When you have a company that’s growing rapidly (hello, fellow SaaSters!), you have to nail your employee onboarding experience. But what does that look like? While every company’s process will be different — after all, we all have different company cultures, not to mention products, tech stacks, benefits packages, and office setups — there are three essential tactics to keep in mind to make it a successful one.
1. Take your time ☃️ ⏰ 🏖
Successful new hire onboarding should never be tied to speed. It puts the person doing the onboarding under pressure to get it done (as opposed to doing it right) — and it puts the new hire in the terrible position of not wanting to disappoint over “trivial” things. A Harvard Business Review article points out that up to 20% of employee turnover takes place in the first 45 days of employment, and that the most successful companies spend a year fully onboarding new hires. If you focus on making sure your new hires have the foundational knowledge they need to be amazing employees, you demonstrate that you’re invested in them being amazing employees who are valued at your company.
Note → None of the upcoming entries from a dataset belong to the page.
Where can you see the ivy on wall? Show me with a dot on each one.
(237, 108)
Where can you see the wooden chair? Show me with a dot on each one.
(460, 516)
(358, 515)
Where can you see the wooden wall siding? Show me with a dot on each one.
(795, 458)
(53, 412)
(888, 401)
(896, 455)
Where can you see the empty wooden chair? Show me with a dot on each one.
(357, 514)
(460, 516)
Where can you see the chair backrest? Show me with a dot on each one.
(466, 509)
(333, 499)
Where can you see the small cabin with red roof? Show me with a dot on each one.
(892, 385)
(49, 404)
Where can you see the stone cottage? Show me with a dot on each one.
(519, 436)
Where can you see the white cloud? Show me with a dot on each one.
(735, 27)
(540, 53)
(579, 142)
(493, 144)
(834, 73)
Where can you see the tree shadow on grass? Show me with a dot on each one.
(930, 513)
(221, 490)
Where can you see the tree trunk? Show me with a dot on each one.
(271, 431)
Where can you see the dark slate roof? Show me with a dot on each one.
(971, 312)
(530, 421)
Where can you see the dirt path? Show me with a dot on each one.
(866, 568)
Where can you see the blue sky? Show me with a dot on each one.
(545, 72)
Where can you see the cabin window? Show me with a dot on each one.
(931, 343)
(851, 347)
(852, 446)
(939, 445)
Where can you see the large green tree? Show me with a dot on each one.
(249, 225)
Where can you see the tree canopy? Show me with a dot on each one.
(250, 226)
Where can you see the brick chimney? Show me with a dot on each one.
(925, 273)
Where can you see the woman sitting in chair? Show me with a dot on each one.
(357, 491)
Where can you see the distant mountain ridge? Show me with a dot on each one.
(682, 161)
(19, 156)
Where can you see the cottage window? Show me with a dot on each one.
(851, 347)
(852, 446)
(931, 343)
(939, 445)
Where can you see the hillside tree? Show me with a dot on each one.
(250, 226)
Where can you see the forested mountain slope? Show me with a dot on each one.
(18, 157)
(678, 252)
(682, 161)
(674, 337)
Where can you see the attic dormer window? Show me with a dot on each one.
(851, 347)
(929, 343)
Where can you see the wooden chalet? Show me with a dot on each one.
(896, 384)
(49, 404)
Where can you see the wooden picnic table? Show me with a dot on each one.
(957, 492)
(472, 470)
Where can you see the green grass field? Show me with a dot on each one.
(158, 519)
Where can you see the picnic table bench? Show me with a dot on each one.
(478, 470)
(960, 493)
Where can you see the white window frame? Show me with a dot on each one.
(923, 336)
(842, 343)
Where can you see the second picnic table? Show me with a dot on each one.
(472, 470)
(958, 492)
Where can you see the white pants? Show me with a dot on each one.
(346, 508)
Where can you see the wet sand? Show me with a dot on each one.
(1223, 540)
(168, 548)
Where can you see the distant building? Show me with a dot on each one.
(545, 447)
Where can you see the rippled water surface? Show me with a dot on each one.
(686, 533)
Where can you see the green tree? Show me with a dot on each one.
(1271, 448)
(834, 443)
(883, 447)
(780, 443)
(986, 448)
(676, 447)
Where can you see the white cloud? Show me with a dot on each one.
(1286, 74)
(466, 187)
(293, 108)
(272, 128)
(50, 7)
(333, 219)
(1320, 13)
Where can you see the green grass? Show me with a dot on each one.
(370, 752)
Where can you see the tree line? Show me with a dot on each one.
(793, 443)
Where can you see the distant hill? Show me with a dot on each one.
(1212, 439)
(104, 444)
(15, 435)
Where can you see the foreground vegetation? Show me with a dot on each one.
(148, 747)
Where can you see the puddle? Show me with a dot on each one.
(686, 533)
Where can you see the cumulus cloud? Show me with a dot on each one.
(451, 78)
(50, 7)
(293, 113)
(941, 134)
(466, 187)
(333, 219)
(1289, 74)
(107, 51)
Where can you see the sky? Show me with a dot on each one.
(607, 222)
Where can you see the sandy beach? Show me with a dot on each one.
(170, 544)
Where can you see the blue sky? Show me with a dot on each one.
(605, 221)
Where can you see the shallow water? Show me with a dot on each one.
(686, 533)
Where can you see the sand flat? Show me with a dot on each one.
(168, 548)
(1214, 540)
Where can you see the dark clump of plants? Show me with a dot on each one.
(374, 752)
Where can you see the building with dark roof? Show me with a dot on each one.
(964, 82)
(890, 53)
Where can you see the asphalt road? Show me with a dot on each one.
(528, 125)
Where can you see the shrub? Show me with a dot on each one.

2. Don’t expect memorization 🧠 😰
Some things are better off memorized (how to do surgery, Simpsons quotes, your best friend’s birthday), but aside from your computer login, there aren’t many things that you need to have memorized by day 3 of a new job. We have a lot of new knowledge thrown at us in the first few weeks of a job, while 70% of an individual’s work knowledge comes from job-related experiences. By building your onboarding program around consistent and ongoing training, you’ll naturally create a learning-oriented culture.
3. Make knowledge easy to find 💁♂️ ℹ️ 🙌
Don’t forget how much new hires have to learn. Even a seasoned veteran can be pretty lost when joining a new company. The culture is different, the acronyms are different, and the processes may not make sense without context. By documenting all of this implicit knowledge, you’re giving new hires a leg up on that corporate disorientation.
One way to support all of these initiatives is to encourage every new hire to add something new to your knowledge base on their 1-month anniversary. Not only will this help you identify potential gaps in various trainings, workflows, and processes, it also means that your collection of onboarding knowledge will grow organically over time, ensuring that each new onboarding is more successful than the last.